Immediately following King’s reelection in 2018, the Republican House caucus caved in to a heinous smear campaign against the congressman. They were frightened by hit pieces in the New York Times falsely claiming King to be a racist. This is the sort of thermonuclear flak from Big Media that Donald Trump faces and stares down every day.
But the wusses of the House Republican caucus could not overcome their fear of being bad-mouthed by dishonest leftists. They made fools of themselves by voting to remove King from his committee assignments. At the same time, Republican Senate leader Mitch McConnell, who could not be bothered to deal with Burr’s malfeasance at the intelligence committee, joined in the RINO chorus against Steve King.
Real conservatives know how painful, and often embarrassing, it is to be a member of the Stupid Party because there is no alternative except the Evil Party. Republicans who are terrified into becoming “woke,” who team up with the Left on social issues, have a death wish, both figuratively and literally.
The RINOs are financing a primary challenger with a fount of corporate PAC money and funds from high-dollar donors. They have raised and spent more than King. The RINOs’ candidate has raised most of his money from outside the district; King has gotten most of his from within the district. The RINOs’ candidate has raised more money from Los Angeles than King has gathered from Sioux City. A RINO Super PAC — it should be called a suicide pact — is pouring even more money into its effort to defeat King and kill chances for a Republican majority. The dinosaurs of the useless U.S. Chamber of Commerce are wasting unsuspecting members’ money in the Chamber’s own campaign against King. Just think of an alternative universe wherein this “Republican” money would have gone to reelecting President Trump instead of trashing one of his most loyal allies.
Meanwhile, almost all of the big buckets of money collected by the Democrat who will face the Republican nominee in November have been from San Francisco, New York City, San Jose, and Los Angeles.
The Iowa Republican congressional primary is on June 2. The choice is clear. Steve King is one of those rare members of Congress who is in accord with the voters who nominated Donald Trump in 2016. His RINO opponent represents everyone and everything Republican voters repudiated four years ago.
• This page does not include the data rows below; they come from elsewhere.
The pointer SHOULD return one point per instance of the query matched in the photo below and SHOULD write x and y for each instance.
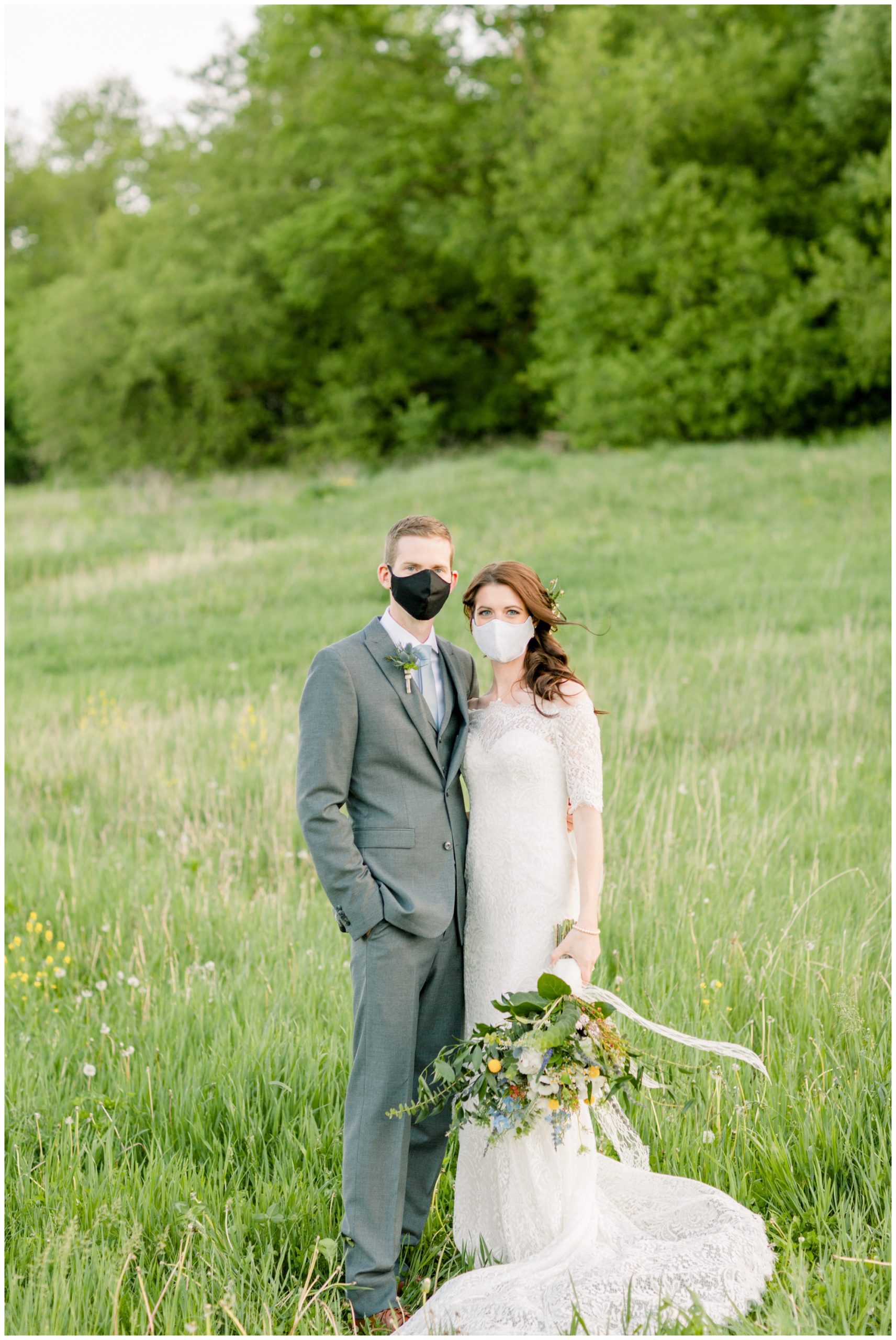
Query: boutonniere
(408, 660)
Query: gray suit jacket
(365, 743)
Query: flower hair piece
(554, 597)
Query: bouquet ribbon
(610, 1116)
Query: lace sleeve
(578, 738)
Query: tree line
(394, 228)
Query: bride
(581, 1240)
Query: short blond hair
(428, 526)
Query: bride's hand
(585, 949)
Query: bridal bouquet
(556, 1055)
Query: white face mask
(502, 641)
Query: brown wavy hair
(547, 665)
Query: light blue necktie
(428, 684)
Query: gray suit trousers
(409, 1004)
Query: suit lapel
(460, 693)
(381, 646)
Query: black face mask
(422, 594)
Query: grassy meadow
(177, 992)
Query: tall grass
(157, 646)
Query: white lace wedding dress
(576, 1231)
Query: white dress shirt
(401, 637)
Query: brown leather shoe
(381, 1323)
(390, 1319)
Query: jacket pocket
(384, 836)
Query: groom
(389, 748)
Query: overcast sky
(54, 49)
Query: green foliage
(630, 223)
(748, 835)
(710, 256)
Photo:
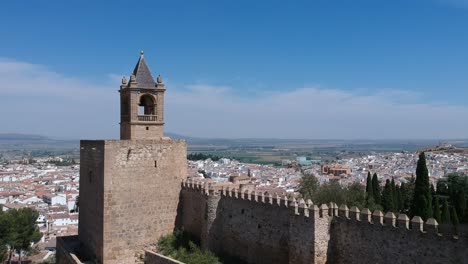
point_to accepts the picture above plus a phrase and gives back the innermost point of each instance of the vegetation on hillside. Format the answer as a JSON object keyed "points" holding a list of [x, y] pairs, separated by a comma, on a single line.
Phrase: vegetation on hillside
{"points": [[447, 203], [180, 246], [183, 247]]}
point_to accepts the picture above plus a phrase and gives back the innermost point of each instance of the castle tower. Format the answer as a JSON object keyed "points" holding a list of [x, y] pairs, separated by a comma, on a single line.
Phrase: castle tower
{"points": [[129, 188], [141, 104]]}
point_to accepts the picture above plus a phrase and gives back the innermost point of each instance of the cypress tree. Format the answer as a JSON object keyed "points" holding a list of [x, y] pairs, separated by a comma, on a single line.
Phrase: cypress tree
{"points": [[422, 200], [387, 197], [400, 198], [460, 203], [437, 215], [369, 189], [445, 213], [376, 188], [394, 195], [455, 221]]}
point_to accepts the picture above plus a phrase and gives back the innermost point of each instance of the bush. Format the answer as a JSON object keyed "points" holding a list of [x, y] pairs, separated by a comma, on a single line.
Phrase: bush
{"points": [[181, 246]]}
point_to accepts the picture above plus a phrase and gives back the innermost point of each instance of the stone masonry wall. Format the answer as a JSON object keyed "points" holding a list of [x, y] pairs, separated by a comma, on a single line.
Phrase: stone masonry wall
{"points": [[256, 227], [141, 194], [91, 199], [260, 228], [155, 258], [364, 238]]}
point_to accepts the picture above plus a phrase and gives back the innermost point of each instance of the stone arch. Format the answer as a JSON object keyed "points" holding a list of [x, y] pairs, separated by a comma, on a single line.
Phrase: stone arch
{"points": [[147, 105]]}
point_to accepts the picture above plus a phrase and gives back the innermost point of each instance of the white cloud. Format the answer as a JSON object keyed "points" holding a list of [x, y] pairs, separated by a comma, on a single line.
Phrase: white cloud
{"points": [[40, 101], [455, 3]]}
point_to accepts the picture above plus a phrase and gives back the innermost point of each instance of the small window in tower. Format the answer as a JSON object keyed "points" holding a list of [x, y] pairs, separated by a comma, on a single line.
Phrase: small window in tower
{"points": [[146, 105]]}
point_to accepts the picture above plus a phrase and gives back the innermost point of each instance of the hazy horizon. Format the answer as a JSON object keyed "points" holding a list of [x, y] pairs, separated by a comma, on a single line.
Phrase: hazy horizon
{"points": [[351, 71]]}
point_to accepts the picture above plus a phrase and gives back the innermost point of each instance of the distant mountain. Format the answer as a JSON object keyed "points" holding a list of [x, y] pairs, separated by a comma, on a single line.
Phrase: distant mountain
{"points": [[23, 137]]}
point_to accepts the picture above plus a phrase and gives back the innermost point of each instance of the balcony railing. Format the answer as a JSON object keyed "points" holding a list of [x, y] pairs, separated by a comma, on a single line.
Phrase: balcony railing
{"points": [[147, 118]]}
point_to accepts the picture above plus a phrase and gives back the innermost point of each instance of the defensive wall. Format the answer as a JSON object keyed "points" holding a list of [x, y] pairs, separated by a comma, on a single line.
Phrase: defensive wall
{"points": [[255, 227], [265, 228], [129, 195]]}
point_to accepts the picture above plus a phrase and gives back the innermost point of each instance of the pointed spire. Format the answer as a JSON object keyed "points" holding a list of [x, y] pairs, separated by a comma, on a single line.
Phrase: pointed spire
{"points": [[143, 73]]}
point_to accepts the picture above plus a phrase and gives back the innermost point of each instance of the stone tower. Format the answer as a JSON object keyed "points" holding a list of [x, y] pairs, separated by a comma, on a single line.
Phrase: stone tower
{"points": [[141, 104], [129, 188]]}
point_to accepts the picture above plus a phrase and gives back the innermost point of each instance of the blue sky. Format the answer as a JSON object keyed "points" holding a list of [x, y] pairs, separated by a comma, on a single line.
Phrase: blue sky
{"points": [[287, 69]]}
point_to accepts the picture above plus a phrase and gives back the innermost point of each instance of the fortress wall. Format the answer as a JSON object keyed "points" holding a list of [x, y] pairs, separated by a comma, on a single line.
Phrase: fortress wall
{"points": [[191, 215], [256, 227], [252, 228], [141, 190], [366, 238], [91, 199]]}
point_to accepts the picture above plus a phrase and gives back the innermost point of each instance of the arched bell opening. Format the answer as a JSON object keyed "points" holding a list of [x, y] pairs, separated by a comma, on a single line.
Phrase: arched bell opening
{"points": [[147, 108]]}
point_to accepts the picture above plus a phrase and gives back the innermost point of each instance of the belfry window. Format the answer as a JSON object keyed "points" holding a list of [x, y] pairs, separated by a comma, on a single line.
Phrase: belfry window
{"points": [[147, 105]]}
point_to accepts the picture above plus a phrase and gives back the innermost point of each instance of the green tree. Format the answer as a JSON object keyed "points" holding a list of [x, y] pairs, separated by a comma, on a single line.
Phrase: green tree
{"points": [[455, 221], [18, 230], [422, 200], [399, 199], [437, 213], [376, 187], [408, 194], [369, 189], [445, 213], [26, 230], [308, 187], [387, 197], [460, 203], [393, 188], [330, 192], [355, 195]]}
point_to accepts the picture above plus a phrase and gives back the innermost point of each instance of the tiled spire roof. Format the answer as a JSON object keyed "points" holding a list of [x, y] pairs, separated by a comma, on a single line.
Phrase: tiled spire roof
{"points": [[143, 74]]}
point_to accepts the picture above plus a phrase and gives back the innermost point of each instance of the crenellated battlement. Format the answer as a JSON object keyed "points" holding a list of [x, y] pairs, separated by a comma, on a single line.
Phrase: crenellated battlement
{"points": [[264, 227], [397, 223]]}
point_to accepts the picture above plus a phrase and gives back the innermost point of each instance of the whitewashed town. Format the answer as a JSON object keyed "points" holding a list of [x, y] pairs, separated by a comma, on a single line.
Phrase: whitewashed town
{"points": [[52, 190]]}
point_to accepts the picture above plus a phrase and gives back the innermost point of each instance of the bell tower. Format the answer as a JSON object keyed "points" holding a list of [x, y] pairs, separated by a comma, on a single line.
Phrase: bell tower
{"points": [[142, 104]]}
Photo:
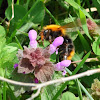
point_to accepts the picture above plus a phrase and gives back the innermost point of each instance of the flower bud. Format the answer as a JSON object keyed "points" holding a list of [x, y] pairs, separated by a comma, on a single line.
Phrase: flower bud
{"points": [[33, 44]]}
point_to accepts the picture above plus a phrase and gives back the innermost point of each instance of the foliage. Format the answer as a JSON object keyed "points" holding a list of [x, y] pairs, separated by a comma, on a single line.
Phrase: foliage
{"points": [[35, 14]]}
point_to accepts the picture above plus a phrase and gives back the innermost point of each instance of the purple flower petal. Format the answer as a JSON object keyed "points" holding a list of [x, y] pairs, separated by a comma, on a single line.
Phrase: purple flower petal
{"points": [[57, 51], [58, 41], [65, 63], [61, 65], [33, 44], [15, 65], [52, 49], [58, 67], [36, 80], [32, 35], [64, 73]]}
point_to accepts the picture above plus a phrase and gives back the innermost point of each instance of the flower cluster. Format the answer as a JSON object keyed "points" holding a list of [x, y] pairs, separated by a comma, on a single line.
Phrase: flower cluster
{"points": [[36, 60], [96, 89]]}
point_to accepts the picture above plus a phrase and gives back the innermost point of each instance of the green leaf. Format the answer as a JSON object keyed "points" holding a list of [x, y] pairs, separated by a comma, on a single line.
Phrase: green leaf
{"points": [[10, 93], [48, 92], [27, 78], [69, 96], [81, 63], [84, 42], [19, 12], [4, 90], [37, 13], [2, 31], [96, 3], [96, 46], [60, 91], [79, 90], [84, 23], [23, 20], [76, 6], [0, 2], [25, 28]]}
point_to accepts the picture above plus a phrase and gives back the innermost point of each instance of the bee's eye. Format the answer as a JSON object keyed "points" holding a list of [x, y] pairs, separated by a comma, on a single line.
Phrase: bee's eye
{"points": [[45, 32]]}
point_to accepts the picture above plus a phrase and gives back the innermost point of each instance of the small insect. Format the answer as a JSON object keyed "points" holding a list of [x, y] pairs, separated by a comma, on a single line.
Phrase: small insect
{"points": [[50, 32]]}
If the RINOs defeat King in the primary, theirs could prove to be Pyrrhic victory. Voters who would be fired-up to reelect King in November would be tepid at best as to rallying for the RINO cause.
Steve King is an Iowan, not a PAC man.
The primary likely will have a low turnout because of the coronavirus. Conservatives in Iowa and across the nation still have time to make a difference in a contest with huge implications for the future of the Republican Party.